Liz Fealy, EY Global People Advisory Services Deputy Leader, and EY Global Workforce Advisory and Solutions Leader, says:

“Employees’ willingness to change jobs in the current economic environment is a game-changer. The COVID-19 pandemic has shown that flexibility can work for both employees and employers, and flexible working is the new currency for attracting and retaining top talent. Employers who want to keep the best people now and in the next normal will need to put flexible working front and center of their talent strategy. ”

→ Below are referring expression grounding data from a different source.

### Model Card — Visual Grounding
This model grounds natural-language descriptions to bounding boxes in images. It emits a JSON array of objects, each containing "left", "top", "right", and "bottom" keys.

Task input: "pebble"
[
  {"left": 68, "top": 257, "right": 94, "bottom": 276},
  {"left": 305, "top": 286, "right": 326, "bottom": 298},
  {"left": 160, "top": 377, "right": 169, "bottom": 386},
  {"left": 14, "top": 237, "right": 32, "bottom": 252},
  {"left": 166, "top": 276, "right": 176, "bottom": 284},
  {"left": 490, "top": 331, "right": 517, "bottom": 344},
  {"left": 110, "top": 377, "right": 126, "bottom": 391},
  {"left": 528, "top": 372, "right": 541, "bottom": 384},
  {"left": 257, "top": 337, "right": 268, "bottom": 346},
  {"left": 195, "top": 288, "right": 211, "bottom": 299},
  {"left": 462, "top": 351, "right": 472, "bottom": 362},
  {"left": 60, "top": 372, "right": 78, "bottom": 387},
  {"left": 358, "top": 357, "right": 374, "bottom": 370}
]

Pressure to Keep Skillset Fresh

As per Prudential research, 72% of people who want to find a new job are worried about their skill set. Pandemic pushed companies to automate their processes at a faster pace than ever anticipated. Employees now feel if they do not refresh their skills they would not be ready for the market in the future.

Working Parents are Quitting More

Working parents are more affected by the pandemic. Taking care of children and their educational needs combined with hectic working hours resulted in fatigue and exhaustion. Thus, working parents are joining the organizations that are offering them more fulfilling environments and better work-life balance.

Hybrid Future

Hybrid Culture is the future of work. An inflexible, location-centered approach to work is likely to make employees leave their current companies and find a job elsewhere. Those who are thinking of going to live somewhere else, while maintaining their current job, might also find themselves thinking of quitting if they are not allowed to work remotely.

Klotz says that companies can retain employees who are burned out by giving them a break and more support. Experts say they can offer employees more accommodating work arrangements, including remote work, hybrid work, and flexible schedules. And they can listen to what employees say they want and need instead of making tone-deaf, top-down decisions.